By early 2013, they have been satisfied. Tyler and Cameron took $11 million from their Fb fortune and used it to quietly purchase round 110,000 Bitcoins. On the time, one Bitcoin price about $100. Virtually nobody had heard of it, and those that had largely laughed it off as a geeky libertarian fantasy. Critics thought the twins had misplaced their minds. Bitcoin wasn’t even a blip on Wall Road’s radar. However they noticed one thing most individuals did not: the potential for a brand new type of cash, borderless and programmable, proof against inflation and interference.
And so they weren’t simply shopping for. They have been going all in.
Gemini
They did not simply wish to personal Bitcoin; they wished to assist legitimize it. That meant constructing infrastructure, not simply driving the wave. In 2014, they started laying the groundwork for a cryptocurrency alternate that may be clear, safe, and regulation-friendly. The consequence was Gemini, which formally launched to the general public in October 2015. At a time when most crypto exchanges operated just like the Wild West, Gemini was constructed to really feel just like the New York Inventory Change. It was based mostly within the U.S., compliant with regulators, and aimed squarely on the mainstream.
“We wished to construct an alternate that the typical individual and the federal government might belief,” Tyler defined. And for some time, that imaginative and prescient labored. Gemini grew to become some of the revered exchanges in the US. The twins even launched their very own stablecoin, the Gemini Greenback, and bought an NFT platform referred to as Nifty Gateway simply earlier than the 2021 NFT growth. Their firm was rising, their popularity was shifting, and Bitcoin’s value saved climbing.
However being crypto pioneers meant weathering crypto chaos. In 2022, a lending accomplice of Gemini’s referred to as Genesis World Capital collapsed, leaving practically $900 million of buyer funds locked up in an interest-earning program referred to as Gemini Earn.
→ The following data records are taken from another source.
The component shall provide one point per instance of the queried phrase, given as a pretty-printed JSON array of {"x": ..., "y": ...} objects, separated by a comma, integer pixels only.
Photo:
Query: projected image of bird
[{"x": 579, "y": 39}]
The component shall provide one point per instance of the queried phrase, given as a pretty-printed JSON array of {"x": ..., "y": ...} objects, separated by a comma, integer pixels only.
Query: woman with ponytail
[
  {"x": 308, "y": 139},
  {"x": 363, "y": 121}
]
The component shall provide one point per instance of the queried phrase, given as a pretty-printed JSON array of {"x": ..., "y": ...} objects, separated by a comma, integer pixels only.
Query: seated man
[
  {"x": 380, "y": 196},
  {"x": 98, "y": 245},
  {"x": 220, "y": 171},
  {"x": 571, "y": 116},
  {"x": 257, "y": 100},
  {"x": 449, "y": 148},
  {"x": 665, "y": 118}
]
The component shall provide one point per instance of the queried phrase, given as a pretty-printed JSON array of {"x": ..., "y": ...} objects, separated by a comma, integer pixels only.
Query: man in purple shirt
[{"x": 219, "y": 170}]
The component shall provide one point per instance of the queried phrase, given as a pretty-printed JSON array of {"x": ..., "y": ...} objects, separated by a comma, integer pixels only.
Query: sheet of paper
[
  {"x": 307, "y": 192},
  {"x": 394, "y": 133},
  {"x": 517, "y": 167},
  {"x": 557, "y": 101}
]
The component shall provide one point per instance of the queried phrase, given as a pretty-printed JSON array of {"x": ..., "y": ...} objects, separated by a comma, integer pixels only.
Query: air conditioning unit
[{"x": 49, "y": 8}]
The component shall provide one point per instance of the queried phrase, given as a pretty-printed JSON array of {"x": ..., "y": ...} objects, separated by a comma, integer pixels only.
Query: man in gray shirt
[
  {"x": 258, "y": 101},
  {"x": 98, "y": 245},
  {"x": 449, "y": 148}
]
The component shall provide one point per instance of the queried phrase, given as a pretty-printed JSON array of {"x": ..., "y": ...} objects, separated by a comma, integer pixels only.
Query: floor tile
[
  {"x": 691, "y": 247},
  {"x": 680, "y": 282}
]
Lawsuits adopted. So did regulatory scrutiny. The SEC got here knocking. Customers have been livid. Critics resurfaced. For the primary time in practically a decade, the Winklevoss twins appeared susceptible.
Bitcoin Billionaires
However identical to after the Fb saga, they did not disappear. They regrouped. They fought again towards regulators, negotiated settlements, and labored to revive Gemini’s standing. In the meantime, Bitcoin rebounded. Arduous. As of June 2025, a single Bitcoin trades for about $105,665. If the Winklevoss twins actually by no means offered any of their unique 110,000 cash, their once-ridiculed $11 million wager is now value over $11.6 billion.
What began as an asterisk within the historical past of Fb has turn out to be a headline within the story of recent finance.